Dividido en secciones que se corresponden más o menos con los géneros abordados, La tumba del sublime nadador comienza con dos celebrados reportajes de finales de los 50 -El cura de Uruffe y la razón de Iglesia, y La huida del Dalai Lama- en los que el joven escritor, adscrito a la familia sartreana, mostró su precoz habilidad para la crónica periodística; continúa con una variada serie de Retratos -la emperatriz Soraya, Richard Burton, Jacques Tati, Charles Aznavour, Jean-Paul Belmondo, Serge Gainsbourg o el Sartre de Las palabras- y otra de Relatos (reales, como decimos ahora) que son de nuevo reportajes o historias contadas; sigue con una más interesante colección de artículos políticos y casi concluye, antes de cerrar con un breve apartado de Homenajes y necrológicas -definitivo el dirigido a las víctimas del Holocausto en una conmemoración parisina, muy hermosa la “oración fúnebre” dedicada a la madre- con la ineludible recopilación de textos “en torno a Shoah”, la insuperable obra maestra que contenía en germen todos sus desarrollos ulteriores.
Muchos de los artículos, publicados en Les Temps Modernes, Elle o Le Monde, datan de los años 60, y los posteriores, con ocasionales reiteraciones, tratan casi en exclusiva de la materia que ha obsesionado a Lanzmann en las cuatro últimas décadas. Hasta que toma conciencia de su condición judía -un “mal judío”, suele precisar, dado que la religión no forma parte de sus intereses- y decide dedicarse al cine documental para volver una y otra vez a ensamblar los trazos de la memoria del exterminio, el escritor era, salvando el tributo a los “delirios” de la época, un valioso crítico e intelectual de izquierdas.
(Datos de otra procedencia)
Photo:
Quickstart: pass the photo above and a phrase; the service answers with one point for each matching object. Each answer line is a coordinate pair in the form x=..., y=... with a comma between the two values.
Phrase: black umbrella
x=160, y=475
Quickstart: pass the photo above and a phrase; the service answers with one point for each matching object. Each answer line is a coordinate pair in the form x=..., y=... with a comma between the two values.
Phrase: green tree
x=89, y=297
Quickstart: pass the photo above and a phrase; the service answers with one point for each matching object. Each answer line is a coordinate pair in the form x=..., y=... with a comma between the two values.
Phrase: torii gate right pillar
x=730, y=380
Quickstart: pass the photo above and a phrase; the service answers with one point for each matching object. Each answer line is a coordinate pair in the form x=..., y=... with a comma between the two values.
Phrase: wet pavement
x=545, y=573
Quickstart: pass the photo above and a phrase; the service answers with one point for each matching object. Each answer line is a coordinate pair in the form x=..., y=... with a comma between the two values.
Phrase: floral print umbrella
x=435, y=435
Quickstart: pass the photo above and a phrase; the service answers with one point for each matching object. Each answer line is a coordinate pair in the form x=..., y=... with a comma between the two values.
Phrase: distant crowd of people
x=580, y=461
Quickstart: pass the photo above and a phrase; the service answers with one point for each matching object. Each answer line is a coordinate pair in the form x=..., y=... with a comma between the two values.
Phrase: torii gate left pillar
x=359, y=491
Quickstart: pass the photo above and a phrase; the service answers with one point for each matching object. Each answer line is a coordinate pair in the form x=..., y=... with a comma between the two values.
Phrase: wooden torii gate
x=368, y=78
Los artículos aquí recogidos, incluso los más anecdóticos o circunstanciales, así lo ponen de manifiesto, pero no justifican por sí solos el prestigio de Lanzmann como un autor excepcional que ha cambiado la mirada con que nos enfrentamos a un acontecimiento sin parangón en la historia de la humanidad. En esos textos posteriores podemos revisitar sus argumentadas y bien conocidas tesis sobre la trivialización de la Shoah -en exitosos melodramas como la serie Holocausto o el filme de Spielberg La lista de Schindler- y la poética que alienta tras su singular propuesta cinematográfica.
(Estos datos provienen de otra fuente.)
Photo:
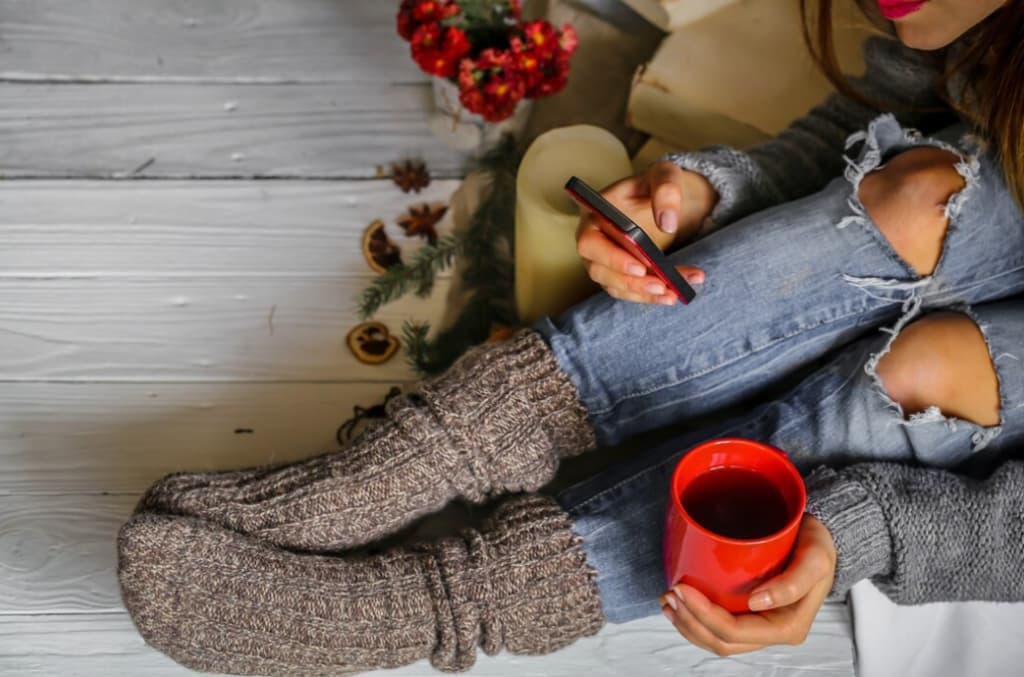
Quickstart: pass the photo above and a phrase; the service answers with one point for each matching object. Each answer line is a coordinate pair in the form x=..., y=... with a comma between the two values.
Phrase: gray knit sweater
x=921, y=535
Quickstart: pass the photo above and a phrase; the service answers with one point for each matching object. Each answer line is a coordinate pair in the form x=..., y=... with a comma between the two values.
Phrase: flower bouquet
x=486, y=62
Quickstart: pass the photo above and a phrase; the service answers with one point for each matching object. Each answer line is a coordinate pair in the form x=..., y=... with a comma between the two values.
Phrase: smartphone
x=631, y=237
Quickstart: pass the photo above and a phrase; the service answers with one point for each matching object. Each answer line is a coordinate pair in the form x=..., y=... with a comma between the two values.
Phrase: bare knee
x=942, y=361
x=906, y=201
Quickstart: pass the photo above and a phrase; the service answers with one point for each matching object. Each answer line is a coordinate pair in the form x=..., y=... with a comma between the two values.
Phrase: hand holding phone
x=631, y=237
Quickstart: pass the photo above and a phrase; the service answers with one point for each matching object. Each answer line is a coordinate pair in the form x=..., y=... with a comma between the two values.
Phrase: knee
x=906, y=201
x=942, y=361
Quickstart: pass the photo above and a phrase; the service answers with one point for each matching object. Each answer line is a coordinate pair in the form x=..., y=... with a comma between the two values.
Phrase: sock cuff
x=521, y=583
x=511, y=414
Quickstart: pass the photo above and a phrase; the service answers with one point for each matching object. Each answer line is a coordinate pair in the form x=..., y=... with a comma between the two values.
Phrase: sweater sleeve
x=924, y=535
x=809, y=154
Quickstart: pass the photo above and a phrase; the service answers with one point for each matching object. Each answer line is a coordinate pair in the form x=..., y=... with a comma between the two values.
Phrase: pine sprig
x=419, y=274
x=486, y=249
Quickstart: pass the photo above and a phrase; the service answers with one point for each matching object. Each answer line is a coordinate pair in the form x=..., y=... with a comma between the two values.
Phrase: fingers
x=667, y=195
x=649, y=288
x=698, y=635
x=593, y=245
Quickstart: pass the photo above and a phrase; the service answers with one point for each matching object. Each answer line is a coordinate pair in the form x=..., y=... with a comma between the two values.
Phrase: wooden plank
x=95, y=228
x=109, y=130
x=224, y=328
x=57, y=553
x=264, y=40
x=119, y=437
x=103, y=645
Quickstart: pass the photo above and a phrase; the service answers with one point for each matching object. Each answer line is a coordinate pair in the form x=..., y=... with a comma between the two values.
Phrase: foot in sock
x=216, y=600
x=500, y=420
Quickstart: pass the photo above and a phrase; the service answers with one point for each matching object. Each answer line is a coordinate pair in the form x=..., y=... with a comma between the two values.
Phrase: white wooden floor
x=183, y=187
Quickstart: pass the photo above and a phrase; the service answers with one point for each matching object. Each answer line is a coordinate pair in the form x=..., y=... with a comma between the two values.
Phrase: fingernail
x=668, y=220
x=760, y=601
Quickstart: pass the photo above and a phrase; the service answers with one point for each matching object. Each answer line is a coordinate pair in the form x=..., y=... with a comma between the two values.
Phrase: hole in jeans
x=906, y=200
x=941, y=365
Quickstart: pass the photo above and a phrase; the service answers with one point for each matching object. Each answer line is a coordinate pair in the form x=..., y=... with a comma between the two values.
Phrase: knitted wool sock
x=499, y=420
x=219, y=601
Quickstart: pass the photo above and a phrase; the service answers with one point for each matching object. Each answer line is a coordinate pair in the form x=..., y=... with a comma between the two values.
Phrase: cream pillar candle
x=549, y=274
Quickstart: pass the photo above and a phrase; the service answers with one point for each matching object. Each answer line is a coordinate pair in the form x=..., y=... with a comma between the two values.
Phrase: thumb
x=667, y=195
x=811, y=563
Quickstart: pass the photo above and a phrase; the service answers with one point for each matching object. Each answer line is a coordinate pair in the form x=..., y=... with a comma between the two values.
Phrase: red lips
x=899, y=8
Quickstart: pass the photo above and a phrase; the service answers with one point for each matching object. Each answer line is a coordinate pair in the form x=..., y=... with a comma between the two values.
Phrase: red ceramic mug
x=734, y=511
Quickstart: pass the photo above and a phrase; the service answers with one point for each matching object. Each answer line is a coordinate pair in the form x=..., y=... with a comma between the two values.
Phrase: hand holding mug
x=785, y=605
x=669, y=204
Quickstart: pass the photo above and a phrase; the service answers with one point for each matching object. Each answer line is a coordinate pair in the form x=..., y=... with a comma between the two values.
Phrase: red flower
x=541, y=37
x=414, y=13
x=491, y=85
x=437, y=51
x=543, y=59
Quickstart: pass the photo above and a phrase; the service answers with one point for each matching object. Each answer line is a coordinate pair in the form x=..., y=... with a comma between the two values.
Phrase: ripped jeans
x=786, y=287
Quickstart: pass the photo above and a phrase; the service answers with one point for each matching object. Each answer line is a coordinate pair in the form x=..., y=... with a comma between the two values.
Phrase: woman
x=240, y=572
“Lo que cuenta -le dice Lanzmann a un periodista de Le Nouvel Observateur que lo entrevista a propósito del sonado juicio a Klaus Barbie, defendido por el inefable Jacques Vergès- no es la pedagogía, que es la enseñanza de un saber obliterado. Es la transmisión, la resurrección, la abolición de la distancia entre el pasado y el presente”. La Shoah no es algo que ocurrió sin más, está ahí siempre, como un suceso inmemorial que no deja de interrogarnos. Podemos no dar la razón en todo a este hombre con frecuencia petulante y demasiado seguro del valor de su contribución, pero la magnitud de su legado -hecho de palabras e imágenes imborrables-empequeñece hasta lo ridículo a muchos objetores que parecen no haber entendido nada.